# JD 5205 Sync Reverser - jumps out of gear



## JeepFever (Dec 31, 2020)

Hi, new to this forum . . and new to tractors 

My son recently bought a JD 5205 w/750 hours, It has Sync Reverser shifting. When in low-range forward, it will occasionally pop out of gear. It seems to happen more often when cold. So far it has never popped out of reverse or high-range.

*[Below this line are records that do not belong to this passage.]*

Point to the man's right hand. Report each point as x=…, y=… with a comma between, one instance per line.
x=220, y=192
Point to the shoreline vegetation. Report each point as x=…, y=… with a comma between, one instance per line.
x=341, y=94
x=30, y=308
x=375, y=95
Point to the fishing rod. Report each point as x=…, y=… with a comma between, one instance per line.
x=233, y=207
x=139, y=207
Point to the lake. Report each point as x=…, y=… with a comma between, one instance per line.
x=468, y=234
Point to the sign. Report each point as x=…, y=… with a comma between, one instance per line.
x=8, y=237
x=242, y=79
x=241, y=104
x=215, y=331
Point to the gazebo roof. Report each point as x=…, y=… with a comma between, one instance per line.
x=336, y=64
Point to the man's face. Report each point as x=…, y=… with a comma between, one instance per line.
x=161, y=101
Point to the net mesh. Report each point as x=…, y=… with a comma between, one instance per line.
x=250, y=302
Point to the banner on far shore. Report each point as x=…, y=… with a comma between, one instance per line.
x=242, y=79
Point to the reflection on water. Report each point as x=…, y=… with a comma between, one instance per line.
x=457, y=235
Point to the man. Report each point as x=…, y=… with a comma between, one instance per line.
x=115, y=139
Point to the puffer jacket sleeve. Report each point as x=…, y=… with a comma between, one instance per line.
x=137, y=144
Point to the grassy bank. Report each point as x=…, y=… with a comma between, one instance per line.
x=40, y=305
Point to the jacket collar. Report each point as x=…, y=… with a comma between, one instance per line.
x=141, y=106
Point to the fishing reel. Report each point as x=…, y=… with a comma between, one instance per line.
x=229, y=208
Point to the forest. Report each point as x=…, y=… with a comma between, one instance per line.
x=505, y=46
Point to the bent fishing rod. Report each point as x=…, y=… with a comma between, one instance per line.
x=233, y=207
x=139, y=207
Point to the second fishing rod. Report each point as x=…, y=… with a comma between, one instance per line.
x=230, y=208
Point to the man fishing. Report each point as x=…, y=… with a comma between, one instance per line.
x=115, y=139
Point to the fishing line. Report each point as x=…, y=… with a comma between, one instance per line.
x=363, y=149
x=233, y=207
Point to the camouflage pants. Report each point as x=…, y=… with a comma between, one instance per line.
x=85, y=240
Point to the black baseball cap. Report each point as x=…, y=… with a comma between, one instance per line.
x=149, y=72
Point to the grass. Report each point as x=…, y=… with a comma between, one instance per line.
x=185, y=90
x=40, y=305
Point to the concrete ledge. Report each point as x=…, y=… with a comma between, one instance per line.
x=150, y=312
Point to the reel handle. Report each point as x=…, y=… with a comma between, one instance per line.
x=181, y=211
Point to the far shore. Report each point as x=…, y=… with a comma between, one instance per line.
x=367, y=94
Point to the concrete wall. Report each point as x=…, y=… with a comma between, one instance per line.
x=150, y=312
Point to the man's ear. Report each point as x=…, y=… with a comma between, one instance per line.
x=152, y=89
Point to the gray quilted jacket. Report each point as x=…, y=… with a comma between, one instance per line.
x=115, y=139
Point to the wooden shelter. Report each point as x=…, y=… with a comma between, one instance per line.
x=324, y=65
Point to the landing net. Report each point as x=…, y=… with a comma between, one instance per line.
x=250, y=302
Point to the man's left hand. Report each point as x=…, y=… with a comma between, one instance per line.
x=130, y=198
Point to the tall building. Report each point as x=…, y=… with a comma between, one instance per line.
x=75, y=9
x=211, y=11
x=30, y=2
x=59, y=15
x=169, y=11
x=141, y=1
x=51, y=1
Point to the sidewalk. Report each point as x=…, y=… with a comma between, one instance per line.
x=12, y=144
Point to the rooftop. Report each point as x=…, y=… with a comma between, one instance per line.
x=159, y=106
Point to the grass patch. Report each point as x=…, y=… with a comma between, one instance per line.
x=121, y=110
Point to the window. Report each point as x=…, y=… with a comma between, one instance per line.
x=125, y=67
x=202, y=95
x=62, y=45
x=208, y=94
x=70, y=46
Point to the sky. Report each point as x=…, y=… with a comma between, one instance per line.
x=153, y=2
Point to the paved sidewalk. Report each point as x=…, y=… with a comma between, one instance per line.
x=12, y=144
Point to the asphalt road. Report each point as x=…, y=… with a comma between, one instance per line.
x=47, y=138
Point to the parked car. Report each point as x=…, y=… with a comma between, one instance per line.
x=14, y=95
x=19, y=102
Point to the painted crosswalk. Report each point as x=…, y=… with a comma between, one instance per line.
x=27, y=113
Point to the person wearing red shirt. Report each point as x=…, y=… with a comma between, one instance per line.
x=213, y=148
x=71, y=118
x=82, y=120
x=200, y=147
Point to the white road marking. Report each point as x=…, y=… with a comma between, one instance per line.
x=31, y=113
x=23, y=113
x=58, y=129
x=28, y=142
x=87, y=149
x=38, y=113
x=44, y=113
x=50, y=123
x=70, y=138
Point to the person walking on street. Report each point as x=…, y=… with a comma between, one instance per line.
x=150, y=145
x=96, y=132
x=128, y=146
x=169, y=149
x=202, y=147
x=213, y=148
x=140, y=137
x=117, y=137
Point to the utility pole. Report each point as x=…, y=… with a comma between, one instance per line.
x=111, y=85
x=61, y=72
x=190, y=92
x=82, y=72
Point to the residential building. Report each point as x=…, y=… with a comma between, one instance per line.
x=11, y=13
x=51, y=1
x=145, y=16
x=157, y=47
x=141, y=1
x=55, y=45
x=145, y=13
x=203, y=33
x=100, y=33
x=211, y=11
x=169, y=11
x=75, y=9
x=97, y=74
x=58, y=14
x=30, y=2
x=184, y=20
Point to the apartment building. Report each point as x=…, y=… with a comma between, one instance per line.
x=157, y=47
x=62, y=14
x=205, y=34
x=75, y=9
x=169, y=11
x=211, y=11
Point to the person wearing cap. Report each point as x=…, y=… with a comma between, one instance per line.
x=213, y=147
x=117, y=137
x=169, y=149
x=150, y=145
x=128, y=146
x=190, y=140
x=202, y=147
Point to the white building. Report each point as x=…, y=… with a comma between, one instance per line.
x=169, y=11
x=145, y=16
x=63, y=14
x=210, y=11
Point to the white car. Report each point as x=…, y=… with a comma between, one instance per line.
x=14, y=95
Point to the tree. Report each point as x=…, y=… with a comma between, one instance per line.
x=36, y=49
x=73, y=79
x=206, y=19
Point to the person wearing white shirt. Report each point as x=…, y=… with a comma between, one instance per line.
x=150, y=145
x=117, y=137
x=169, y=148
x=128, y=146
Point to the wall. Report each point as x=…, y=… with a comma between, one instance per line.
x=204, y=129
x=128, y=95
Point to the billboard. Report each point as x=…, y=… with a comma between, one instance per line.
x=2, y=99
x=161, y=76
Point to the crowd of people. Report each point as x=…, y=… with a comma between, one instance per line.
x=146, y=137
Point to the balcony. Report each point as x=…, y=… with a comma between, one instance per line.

We are hoping this is maybe a simple adjustment, and not a major repair. I could not find any suggestions in a search.

Thanks,
-Ron


----------



## JeepFever (Dec 31, 2020)

To add a little more info, in case it helps diagnose. This transmission has 2 levers, one on the left has 4 positions forward-high, neutral, forward-low, and reverse. The clutch has to be depressed to change position, and seems to work fine. It does seem when shifting into forward-low, the lever does not travel as far as would be expected, not the distinct "detent" that the other positions have. 
The symptom is -> when moving forward, occasionally the tractor almost acts like clutch is quickly depressed (there no popping or grinding noise that I have noticed)


----------



## jd110 (Nov 23, 2015)

There are no adjustments on shifting. Problem could be bent or worn shift lever(that can be removed and replaced easily). More likely would be a worn or bent shift fork, shift fork shaft, worn detent, or worn gears. Those would require tractor to be split to fix.


----------



## JeepFever (Dec 31, 2020)

jd110 said:


> . . . More likely . . . . Those would require tractor to be split to fix.


Ouch, I sure hope not, that sounds expensive. 
I tried searching for how to remove the shifter, but could not find anything. Hopefully obvious how to do that.


----------



## JeepFever (Dec 31, 2020)

To clarify a little more, below is setup on this 5205 . . . from JD sales literature. 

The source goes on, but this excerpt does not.